Após a sua saída, minha mulher voltou a sala. Sentou ao meu lado. Respirou de um jeito estranho, transparecendo algo diferente. Deu-me boa noite mais uma vez e saiu. Porém, ausentou-se de uma maneira tão estranha, tão repleta de mistério, que logo que saiu me senti tentado a ir atrás. Segui-a. Quando cheguei no quarto, ao vê-la deitada de bruços tapada com edredon na altura dos ombros, deitei-me por sobre ela beijando-lhe o pescoço e o rosto. Ouvi da sua parte um cafungar de nariz em corisa, típico de quem está resfriado, ou quem chora. Ela não estava resfriada, restava-lhe o choro. Assustado, perguntei-lhe:
- Por que está chorando? Sua resposta foi tapar os olhos com uma toalha de rosto. Insisti:
- Por que está chorando amor? Novamente sua resposta foi o silêncio.
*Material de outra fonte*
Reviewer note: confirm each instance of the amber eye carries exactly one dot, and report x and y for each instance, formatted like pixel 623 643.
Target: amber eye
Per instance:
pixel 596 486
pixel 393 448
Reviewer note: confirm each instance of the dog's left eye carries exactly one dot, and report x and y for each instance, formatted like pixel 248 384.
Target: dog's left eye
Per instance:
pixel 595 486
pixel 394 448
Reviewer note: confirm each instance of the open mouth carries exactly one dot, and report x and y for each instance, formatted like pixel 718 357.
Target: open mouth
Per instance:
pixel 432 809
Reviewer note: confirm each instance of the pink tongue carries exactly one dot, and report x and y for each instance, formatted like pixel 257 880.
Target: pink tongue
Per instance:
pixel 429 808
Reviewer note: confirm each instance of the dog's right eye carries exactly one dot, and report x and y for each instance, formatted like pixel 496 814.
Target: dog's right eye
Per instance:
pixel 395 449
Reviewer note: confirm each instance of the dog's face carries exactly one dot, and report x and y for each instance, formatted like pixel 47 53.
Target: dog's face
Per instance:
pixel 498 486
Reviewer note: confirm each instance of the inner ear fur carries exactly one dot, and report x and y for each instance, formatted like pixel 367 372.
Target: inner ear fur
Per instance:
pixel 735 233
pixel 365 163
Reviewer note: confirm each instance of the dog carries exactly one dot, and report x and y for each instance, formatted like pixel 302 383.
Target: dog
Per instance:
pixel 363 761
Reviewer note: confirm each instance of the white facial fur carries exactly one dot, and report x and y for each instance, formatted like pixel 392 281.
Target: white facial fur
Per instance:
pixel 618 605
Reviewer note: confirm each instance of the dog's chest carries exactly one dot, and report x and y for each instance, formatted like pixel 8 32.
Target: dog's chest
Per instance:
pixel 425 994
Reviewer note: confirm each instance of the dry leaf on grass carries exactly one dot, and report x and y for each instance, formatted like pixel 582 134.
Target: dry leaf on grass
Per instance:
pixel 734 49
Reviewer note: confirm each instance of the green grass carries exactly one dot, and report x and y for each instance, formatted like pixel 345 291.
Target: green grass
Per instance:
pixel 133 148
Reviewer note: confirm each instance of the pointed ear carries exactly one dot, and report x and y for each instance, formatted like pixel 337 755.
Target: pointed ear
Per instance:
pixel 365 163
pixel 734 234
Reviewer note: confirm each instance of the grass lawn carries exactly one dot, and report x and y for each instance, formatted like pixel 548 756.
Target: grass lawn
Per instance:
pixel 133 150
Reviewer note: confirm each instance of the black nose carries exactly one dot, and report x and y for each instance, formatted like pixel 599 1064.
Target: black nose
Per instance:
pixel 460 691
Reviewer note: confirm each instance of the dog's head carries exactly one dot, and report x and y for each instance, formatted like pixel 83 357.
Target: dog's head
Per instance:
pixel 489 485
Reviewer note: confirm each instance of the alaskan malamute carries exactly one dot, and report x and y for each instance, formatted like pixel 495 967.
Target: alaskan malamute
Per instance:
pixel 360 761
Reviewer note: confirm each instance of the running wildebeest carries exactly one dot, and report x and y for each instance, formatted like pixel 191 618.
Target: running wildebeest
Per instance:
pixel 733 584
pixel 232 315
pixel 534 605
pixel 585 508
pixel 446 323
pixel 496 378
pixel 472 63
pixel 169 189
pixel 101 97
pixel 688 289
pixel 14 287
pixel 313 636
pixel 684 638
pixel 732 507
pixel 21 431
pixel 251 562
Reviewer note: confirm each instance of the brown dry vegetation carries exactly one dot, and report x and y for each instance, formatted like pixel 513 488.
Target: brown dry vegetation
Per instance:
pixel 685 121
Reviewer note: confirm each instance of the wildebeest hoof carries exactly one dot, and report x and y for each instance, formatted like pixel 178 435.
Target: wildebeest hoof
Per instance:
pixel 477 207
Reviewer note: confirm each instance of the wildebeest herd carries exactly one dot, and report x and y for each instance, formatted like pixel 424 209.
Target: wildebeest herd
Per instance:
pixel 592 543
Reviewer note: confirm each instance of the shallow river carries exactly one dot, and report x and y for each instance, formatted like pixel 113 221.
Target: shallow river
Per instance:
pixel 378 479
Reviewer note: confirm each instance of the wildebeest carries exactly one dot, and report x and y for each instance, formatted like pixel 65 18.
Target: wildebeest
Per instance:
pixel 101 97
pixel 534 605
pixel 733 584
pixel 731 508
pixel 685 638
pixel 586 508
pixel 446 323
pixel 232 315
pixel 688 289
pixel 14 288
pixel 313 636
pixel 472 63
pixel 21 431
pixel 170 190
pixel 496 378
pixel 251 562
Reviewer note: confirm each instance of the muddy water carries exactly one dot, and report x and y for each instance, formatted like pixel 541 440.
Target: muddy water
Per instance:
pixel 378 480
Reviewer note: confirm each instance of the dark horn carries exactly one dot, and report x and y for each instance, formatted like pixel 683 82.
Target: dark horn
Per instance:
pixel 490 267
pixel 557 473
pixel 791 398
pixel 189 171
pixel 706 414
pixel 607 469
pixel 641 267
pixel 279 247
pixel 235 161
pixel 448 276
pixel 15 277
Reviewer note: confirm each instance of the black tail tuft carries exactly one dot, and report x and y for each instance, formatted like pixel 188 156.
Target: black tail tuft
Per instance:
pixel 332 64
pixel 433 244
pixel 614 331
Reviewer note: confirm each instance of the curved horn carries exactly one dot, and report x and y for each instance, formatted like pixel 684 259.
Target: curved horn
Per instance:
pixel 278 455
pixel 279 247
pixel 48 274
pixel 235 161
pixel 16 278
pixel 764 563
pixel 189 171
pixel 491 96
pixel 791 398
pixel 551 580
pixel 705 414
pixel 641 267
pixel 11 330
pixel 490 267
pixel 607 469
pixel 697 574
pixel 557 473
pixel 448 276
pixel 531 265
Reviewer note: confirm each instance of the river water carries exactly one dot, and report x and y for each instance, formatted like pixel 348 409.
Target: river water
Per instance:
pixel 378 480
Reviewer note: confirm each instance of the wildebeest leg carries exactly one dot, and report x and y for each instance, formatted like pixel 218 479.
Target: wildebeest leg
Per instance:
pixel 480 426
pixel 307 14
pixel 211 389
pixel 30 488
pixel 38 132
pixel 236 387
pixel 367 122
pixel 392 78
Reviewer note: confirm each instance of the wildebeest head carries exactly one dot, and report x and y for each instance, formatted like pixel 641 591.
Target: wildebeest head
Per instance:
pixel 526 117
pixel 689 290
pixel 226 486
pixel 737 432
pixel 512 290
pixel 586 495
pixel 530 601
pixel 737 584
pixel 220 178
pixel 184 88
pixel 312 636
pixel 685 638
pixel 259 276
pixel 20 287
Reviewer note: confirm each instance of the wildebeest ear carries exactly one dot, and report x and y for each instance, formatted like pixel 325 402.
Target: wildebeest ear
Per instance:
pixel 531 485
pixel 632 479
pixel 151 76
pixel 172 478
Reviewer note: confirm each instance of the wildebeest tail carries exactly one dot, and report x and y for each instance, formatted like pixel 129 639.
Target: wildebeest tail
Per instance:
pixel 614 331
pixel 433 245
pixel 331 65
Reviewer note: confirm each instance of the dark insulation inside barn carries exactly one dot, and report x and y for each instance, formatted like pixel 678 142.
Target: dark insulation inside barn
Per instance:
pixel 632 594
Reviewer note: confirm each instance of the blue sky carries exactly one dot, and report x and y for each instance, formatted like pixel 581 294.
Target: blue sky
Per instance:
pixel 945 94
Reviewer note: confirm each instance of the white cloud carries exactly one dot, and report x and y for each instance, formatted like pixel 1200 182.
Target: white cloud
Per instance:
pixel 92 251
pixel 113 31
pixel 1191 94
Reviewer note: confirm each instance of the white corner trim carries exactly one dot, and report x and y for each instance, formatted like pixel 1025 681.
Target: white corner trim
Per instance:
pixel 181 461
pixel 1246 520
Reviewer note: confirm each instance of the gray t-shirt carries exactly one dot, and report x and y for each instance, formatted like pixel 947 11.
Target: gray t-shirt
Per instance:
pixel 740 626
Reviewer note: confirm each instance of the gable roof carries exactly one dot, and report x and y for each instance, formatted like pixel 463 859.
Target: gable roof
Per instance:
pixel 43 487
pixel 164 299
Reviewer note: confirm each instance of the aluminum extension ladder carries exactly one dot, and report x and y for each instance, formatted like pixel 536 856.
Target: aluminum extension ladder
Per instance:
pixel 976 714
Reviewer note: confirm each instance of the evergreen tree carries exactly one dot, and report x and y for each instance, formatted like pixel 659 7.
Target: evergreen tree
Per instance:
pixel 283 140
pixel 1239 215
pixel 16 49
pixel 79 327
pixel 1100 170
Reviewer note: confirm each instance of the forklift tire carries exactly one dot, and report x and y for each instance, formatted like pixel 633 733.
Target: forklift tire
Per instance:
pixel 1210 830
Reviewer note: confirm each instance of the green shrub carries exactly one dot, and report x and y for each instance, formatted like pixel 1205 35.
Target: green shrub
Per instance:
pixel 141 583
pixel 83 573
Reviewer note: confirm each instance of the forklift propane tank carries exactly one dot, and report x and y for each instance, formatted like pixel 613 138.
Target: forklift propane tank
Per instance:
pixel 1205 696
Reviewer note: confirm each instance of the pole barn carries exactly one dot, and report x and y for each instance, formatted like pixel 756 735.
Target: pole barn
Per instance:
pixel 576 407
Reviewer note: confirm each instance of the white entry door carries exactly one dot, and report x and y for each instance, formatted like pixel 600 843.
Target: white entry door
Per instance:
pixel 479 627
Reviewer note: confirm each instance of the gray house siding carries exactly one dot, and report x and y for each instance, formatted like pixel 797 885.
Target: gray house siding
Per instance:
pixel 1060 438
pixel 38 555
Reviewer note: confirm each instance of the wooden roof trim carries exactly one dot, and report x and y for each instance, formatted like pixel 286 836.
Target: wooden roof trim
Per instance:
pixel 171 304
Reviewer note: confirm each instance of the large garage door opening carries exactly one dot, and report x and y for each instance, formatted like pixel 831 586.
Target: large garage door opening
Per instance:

Meio sem entender nada, e atônito com a situação indaguei:
- Foi alguma coisa que eu fiz? Ela balançou a cabeça negativamente num gesto meio a contragosto.
- Alguma coisa que eu disse? Negou novamente.
- É comigo? Inqueri buscando alguma informação sobre seu pranto.
- Não, não é com você! Respondeu ela, a voz imersa em uma tristeza profunda, nostálgica, saudosa.
- Então o que é? Interpelei cheio de dúvidas. A sensação de ter cometido uma falta despercebida.
Porém, o silêncio ressoou no ar mais uma vez, como se isso fosse tudo o que ela era capaz de responder.
Decidi não pressioná-la. Levantei da cama, fui até a sala, desliguei a Tv, entrei no banheiro, escovei os dentes e retornei ao quarto. Deitei na cama, ajeitei o travesseiro para dormir. Antes porém, virei-me para ela e perguntei mais uma vez:
Dessa vez usando um tom suave de voz, quase que um sussurro. Ela, um pouco mais recomposta das lágrimas, enxugou os olhos mais uma vez e respondeu:
- Sabe o que é? É que eu não estava conseguindo dormir por que estava preocupada com meu irmão. Sabia que ele tomaria chuva quando saísse do serviço, e me preocupei com isso.
Achei o choro desnecessário, porém, de um gesto fraternalmente bonito.
Ela continuou:- Foi então que pedi: PAI, de onde você estiver não deixe que o mano se molhe muito!
Nessa hora meus olhos encheram de lágrimas. Tudo fez sentido pra mim.
O irmão dela ao bater na nossa porta aquela hora da noite havia sido um sinal.
Um sinal de que o pai dela, meu sogro, falecido a mais ou menos 4 anos, escutou-a e atendeu o seu pedido!